The church draws on talent throughout Central Florida, as well as its congregation. That helped it form a strong bond with the artistic community.

“Those relationships have been forged through our theatre program and helped identify St. Luke’s as a place where artists are valued and can feel safe,” MacKinnon said. “These people are my family, my peers, and my friends. To be able to do something and give them hope and say you are loved is important.

“Artists are the lifeblood and the heartbeat of Orlando. They support all of our tourism. And now they see a church that is walking the walk. I didn’t understand my calling at St. Luke’s as first. It’s really just the most overwhelming and fulfilling thing.”

Putting It Together

Identifying the need was easy. So was finding volunteers.

The logistics of such an outreach, though, was more complicated. How could everyone maintain social distancing? And how could they pay for the food?

That’s where the partnership with 4R Restaurant Group and its charitable arm Feed The Need Florida came in. Food was made available at $5 per meal. That worked out to $2,500 for 500 meals.

A church volunteer stepped up to pay for that first installment, and then, as Stiles Williams said, “It took on a life of its own.”

“Organizations trust us now that we’re going to be here and going to help,” she said. “The community knows they can come here and not feel embarrassed.”

While the food distribution is on one night, members can go back to the church on Wednesday and purchase dinner from food trucks operated by 4 Rivers Smokehouse.
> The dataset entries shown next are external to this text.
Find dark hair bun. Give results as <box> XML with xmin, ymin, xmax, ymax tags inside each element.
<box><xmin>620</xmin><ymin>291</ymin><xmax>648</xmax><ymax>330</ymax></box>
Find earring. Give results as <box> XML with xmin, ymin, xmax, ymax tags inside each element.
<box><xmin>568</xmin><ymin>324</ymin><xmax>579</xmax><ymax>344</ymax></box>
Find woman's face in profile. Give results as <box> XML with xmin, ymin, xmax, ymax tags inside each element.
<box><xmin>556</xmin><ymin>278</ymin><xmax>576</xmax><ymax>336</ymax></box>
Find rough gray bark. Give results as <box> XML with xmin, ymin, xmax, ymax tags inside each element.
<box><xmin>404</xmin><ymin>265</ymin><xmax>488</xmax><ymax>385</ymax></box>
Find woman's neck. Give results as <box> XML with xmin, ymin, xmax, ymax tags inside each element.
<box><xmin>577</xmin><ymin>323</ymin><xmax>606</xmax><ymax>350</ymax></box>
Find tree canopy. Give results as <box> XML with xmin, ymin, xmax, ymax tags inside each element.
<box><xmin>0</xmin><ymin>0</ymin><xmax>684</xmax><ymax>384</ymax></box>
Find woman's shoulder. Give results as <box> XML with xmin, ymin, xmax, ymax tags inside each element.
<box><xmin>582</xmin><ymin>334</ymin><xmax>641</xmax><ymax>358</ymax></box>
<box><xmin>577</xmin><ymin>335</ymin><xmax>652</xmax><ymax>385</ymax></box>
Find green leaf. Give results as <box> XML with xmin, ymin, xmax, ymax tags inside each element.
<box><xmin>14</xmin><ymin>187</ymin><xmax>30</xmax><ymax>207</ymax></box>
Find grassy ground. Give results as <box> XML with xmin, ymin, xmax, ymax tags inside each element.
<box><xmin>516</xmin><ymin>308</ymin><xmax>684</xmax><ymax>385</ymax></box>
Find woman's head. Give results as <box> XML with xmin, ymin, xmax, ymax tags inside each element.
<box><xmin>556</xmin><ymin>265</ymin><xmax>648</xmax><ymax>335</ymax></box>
They also donate a dinner for an artist in need.

In turn, the company donates 10 percent of sales to the feeding project.

And about that first night of food distribution; suffice it to say it was emotional for all involved.

The Rolling Piano Company provided interactive entertainment for the opening food distribution event -- Photo by Howard Clifton

“We saw tears,” Fessler said. “People were crying as they came forward. They were feeling so lost. I feel like I was an instrument. I felt a real calling.”

And with the pandemic likely to continue causing havoc in the entertainment and travel industries, the need won’t subside any time soon.

And if the show of appreciation on social media from being served is any indication, neither will the gratitude. It's good to be appreciated and recognized. 

“I was moved to tears myself when I read the testimonies coming back on my Facebook page. It was a little bit of a moment of conviction,” Kelly said. “As I read those, it was what I thought could happen. It was more than making a meal for someone. It was a way to say you are valued.

“People are one event, one emergency away from serious financial straits, and that’s when they did have income. Now they don’t have any income. I kind of started putting that together and realized this population is sort of invisible. We all have to say, ‘What can I do?’”

You can see a group that others might find invisible. You can answer the call.

St. Luke’s did just that.

-- Joe Henderson is the News Content Editor for flumc.org.